En application de l’article 788 du Code de Procédure Civile, le Juge de la mise en état exerce tous les pouvoirs nécessaires à la communication, à l’obtention et à la production des pièces.
La demande de production d’un décompte des sommes reçues en exécution de la créance n° 07093994 sera rejetée, dans la mesure où elle tend à inverser la charge de la preuve de sa libération (le paiement) qui pèse sur le débiteur.

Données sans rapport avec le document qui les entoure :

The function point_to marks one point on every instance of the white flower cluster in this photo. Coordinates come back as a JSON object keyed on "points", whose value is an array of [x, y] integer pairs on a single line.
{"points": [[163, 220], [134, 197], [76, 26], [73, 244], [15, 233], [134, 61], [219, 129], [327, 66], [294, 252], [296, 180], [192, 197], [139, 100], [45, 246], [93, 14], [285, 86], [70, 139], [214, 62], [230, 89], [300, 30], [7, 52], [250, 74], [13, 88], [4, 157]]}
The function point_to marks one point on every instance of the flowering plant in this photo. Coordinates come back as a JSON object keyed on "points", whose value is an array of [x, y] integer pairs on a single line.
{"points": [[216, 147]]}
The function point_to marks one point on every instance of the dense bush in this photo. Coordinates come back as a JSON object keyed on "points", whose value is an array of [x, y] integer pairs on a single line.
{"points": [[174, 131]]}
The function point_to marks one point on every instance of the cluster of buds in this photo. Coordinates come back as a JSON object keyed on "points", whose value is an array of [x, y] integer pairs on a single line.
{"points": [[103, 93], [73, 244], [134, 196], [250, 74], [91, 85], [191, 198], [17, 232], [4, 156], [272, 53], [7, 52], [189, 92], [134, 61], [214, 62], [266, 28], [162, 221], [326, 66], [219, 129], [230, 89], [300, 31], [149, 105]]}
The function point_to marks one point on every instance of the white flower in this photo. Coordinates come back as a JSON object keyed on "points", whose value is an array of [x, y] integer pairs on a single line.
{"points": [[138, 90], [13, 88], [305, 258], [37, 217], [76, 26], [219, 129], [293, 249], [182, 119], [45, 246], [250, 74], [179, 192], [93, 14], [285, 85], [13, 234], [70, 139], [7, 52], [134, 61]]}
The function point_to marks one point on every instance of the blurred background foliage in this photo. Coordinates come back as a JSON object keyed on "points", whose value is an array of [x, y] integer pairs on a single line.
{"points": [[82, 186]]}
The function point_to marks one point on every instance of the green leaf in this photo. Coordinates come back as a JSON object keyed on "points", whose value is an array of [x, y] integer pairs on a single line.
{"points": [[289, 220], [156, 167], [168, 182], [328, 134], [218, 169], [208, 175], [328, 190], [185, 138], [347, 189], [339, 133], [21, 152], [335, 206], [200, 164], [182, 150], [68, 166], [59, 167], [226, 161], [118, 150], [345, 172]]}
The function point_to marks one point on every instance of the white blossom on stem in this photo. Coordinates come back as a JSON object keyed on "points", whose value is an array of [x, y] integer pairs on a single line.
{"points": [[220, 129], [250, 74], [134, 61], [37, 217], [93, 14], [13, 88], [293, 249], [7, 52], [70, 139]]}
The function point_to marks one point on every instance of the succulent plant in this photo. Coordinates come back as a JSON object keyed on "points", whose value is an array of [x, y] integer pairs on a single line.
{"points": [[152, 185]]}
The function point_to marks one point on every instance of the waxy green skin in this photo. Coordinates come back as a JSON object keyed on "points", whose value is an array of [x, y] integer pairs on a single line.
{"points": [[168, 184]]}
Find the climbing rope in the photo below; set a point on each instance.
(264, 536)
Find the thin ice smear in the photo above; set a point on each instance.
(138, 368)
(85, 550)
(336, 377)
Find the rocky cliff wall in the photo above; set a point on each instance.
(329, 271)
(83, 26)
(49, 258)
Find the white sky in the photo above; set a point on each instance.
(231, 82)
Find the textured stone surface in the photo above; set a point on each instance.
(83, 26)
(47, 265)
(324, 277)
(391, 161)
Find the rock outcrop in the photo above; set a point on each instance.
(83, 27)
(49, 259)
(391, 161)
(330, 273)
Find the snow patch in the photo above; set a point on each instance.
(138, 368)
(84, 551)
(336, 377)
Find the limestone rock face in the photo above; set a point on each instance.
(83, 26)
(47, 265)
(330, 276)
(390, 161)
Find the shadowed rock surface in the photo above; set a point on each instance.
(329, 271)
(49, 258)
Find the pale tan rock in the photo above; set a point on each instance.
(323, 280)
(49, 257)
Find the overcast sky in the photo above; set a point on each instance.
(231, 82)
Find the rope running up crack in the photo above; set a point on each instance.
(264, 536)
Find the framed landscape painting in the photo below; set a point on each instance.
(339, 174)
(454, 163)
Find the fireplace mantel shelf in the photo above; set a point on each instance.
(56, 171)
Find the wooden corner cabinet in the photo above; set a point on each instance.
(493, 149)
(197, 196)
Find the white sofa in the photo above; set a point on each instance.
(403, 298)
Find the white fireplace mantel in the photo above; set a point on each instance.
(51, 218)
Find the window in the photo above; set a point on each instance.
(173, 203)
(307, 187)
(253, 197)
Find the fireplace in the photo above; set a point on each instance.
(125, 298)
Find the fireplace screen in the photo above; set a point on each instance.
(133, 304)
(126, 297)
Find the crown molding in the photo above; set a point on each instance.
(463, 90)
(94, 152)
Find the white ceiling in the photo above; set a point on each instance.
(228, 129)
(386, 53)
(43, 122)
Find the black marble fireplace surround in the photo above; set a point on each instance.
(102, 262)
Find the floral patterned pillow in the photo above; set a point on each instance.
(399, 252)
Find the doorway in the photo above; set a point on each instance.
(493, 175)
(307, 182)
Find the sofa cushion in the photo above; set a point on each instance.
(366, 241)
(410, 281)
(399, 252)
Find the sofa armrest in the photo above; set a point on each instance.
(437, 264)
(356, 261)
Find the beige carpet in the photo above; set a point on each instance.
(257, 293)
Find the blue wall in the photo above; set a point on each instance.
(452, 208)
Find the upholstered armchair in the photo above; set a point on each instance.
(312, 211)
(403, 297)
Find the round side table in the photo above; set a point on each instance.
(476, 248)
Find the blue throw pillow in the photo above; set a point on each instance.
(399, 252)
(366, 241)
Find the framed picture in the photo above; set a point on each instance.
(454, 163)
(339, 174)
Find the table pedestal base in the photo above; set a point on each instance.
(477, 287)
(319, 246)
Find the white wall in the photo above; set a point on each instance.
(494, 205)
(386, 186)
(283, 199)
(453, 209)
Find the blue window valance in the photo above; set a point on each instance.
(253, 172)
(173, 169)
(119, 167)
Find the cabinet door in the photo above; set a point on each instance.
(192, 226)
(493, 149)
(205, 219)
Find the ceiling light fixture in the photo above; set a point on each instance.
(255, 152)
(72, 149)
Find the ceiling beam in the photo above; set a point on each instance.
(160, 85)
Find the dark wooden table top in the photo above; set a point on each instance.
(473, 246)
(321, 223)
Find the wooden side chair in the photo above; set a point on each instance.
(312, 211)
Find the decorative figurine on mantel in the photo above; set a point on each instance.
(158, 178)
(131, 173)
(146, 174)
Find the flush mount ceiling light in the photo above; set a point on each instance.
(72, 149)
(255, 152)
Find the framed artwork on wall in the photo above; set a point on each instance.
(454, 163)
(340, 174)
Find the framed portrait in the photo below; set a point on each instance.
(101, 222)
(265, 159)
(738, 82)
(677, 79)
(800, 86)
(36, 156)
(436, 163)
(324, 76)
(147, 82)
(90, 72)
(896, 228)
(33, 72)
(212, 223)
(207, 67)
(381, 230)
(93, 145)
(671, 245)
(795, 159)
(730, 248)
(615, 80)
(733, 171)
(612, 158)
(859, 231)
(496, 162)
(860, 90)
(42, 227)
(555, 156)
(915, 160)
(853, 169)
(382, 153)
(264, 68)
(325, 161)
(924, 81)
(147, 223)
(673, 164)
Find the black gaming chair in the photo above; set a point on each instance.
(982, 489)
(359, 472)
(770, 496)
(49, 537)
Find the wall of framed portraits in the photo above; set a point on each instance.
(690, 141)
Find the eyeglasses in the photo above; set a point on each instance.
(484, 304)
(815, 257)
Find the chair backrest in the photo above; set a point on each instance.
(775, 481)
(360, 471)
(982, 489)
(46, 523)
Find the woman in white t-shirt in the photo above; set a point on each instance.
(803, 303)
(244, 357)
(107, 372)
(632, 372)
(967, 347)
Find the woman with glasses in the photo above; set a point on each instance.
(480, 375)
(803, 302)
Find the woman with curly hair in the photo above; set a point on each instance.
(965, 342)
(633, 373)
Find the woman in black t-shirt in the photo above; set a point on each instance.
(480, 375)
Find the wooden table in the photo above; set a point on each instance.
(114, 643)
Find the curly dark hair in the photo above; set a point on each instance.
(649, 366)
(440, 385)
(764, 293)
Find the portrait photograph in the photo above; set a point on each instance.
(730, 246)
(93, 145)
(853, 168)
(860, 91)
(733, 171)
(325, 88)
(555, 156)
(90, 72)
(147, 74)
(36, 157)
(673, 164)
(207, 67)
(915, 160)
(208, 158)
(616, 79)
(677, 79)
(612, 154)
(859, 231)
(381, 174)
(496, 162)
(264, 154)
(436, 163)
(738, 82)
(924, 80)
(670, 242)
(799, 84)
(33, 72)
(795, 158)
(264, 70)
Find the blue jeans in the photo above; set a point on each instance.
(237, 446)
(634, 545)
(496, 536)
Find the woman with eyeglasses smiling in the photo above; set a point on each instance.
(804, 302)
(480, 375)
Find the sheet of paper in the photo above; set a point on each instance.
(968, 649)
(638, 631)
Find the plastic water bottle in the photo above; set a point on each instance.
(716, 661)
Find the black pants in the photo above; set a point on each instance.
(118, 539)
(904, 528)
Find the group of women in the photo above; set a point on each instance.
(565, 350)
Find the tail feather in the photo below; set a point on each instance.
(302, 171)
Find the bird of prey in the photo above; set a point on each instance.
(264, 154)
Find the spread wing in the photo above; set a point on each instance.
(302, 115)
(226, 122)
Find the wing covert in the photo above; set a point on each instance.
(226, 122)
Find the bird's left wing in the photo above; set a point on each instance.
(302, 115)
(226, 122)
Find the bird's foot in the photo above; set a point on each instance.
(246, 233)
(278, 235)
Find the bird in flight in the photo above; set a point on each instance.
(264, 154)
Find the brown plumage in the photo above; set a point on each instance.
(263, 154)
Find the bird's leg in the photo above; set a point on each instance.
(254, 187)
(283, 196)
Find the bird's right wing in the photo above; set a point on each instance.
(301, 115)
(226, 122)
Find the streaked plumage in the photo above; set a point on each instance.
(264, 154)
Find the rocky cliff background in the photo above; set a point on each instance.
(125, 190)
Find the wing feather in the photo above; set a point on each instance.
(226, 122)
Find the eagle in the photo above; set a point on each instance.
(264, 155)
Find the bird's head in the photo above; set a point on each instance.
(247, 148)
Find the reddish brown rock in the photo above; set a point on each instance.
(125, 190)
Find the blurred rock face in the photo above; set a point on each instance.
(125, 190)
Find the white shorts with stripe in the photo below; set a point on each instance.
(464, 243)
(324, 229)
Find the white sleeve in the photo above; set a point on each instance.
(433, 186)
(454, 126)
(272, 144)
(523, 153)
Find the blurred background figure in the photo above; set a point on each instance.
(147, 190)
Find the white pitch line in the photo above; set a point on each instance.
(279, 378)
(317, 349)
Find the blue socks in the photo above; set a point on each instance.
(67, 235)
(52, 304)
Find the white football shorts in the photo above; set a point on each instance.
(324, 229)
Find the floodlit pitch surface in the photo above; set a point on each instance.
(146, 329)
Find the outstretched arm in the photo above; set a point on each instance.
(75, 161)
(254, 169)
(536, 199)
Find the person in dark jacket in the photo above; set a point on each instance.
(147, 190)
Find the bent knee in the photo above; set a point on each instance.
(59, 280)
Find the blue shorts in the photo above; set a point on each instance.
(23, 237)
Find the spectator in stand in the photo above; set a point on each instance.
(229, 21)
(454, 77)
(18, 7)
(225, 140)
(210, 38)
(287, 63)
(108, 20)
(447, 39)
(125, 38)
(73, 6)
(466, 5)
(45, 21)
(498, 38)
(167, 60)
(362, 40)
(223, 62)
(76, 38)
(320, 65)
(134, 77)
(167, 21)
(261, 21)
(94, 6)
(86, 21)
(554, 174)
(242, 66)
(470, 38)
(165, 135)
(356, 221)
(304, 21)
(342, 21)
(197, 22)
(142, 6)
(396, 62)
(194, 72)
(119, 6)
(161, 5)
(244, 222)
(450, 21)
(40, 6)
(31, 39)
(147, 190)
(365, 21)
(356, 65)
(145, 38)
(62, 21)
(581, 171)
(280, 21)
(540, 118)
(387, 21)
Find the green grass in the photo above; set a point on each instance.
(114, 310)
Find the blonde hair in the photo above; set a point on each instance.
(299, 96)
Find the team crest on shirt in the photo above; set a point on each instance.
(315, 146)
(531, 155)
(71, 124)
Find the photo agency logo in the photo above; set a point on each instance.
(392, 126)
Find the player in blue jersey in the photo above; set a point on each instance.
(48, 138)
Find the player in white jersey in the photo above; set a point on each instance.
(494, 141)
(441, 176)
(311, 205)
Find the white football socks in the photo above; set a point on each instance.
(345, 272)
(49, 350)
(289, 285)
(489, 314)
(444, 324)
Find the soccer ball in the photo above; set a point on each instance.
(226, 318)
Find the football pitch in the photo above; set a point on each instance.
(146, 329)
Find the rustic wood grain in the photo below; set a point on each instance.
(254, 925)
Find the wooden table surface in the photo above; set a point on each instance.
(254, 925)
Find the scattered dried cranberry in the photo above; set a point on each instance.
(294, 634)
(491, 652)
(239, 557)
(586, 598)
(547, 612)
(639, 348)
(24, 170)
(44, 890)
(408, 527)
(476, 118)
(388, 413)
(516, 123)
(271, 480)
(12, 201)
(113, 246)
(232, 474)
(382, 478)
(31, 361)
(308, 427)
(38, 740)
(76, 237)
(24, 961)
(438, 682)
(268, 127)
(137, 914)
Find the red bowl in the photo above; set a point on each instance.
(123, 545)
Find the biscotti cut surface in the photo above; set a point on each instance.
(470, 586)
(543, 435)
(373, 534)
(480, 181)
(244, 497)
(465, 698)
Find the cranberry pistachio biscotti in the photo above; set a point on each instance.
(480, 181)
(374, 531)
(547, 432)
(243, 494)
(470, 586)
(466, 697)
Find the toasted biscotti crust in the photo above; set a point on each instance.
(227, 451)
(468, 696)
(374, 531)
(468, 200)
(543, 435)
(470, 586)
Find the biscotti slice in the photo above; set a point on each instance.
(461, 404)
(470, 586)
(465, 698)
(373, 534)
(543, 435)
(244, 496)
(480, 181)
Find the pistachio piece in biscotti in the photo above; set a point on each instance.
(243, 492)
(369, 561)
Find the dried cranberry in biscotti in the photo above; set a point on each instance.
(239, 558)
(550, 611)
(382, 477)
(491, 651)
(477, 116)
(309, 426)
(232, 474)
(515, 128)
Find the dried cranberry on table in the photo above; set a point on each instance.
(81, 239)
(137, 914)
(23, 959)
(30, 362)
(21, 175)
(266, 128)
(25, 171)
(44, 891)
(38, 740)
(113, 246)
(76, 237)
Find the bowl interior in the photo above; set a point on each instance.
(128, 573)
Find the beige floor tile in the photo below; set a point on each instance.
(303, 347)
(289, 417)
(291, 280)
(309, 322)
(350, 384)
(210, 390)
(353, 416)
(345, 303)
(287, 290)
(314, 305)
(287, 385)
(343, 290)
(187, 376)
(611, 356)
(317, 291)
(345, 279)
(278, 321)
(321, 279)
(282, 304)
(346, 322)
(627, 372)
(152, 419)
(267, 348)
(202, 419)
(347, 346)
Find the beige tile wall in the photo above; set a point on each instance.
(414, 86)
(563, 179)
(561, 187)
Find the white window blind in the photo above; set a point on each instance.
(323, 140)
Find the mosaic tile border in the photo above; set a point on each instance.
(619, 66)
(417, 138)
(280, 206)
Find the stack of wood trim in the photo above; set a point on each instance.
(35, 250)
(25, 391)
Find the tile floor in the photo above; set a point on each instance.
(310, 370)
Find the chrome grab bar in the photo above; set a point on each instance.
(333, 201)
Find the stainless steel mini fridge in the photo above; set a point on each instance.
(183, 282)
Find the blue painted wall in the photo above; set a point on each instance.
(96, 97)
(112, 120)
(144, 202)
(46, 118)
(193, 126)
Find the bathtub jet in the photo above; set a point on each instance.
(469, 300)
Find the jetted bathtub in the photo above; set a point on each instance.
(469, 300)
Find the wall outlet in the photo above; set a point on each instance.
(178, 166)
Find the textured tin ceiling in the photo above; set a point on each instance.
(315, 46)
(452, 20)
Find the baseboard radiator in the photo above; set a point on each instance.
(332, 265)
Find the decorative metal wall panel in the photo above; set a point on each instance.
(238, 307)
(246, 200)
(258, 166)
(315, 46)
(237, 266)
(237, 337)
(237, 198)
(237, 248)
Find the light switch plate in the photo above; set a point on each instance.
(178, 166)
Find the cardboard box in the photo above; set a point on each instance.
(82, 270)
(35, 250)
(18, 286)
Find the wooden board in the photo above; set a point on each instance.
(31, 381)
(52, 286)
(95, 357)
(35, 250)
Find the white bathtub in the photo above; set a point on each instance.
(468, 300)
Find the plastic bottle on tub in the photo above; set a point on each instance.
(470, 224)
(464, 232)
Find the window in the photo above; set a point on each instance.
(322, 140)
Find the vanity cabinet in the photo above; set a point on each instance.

Les demandes au titre des dépens et de l’article 700 du Code de Procédure Civile seront réservées avec le fond.
PAR CES MOTIFS
Nous, Florence BARDOUX, Juge de la mise en état de la 4ème chambre du Tribunal Judiciaire de Lyon, assistée de Karine ORTI, Greffier ;
Statuant publiquement, par décision contradictoire susceptible d’appel ;
Déclarons irrecevable comme étant prescrite la demande reconventionnelle de la BANQUE POPULAIRE Auvergne Rhône Alpes tendant à obtenir le paiement des échéances échues impayées avant le 9 mai 2021 aux termes de l’échéancier initial ;
Déclarons la demande recevable pour les échéances échues à compter du 10 mai 2021 aux termes de l’échéancier initial ;
Rejetons la demande de production de pièces ;
Réservons les dépens et les demandes au titre de l’article 700 du Code de Procédure Civile ;
Renvoyons l’instance à l’audience de mise en état électronique pour les conclusions au fond du demandeur qui devront être adressées par le RPVA au plus tard le 13 février 2025 avant minuit à peine de rejet ou de clôture.
Fait en notre cabinet, à [Localité 7], le 19 novembre 2024.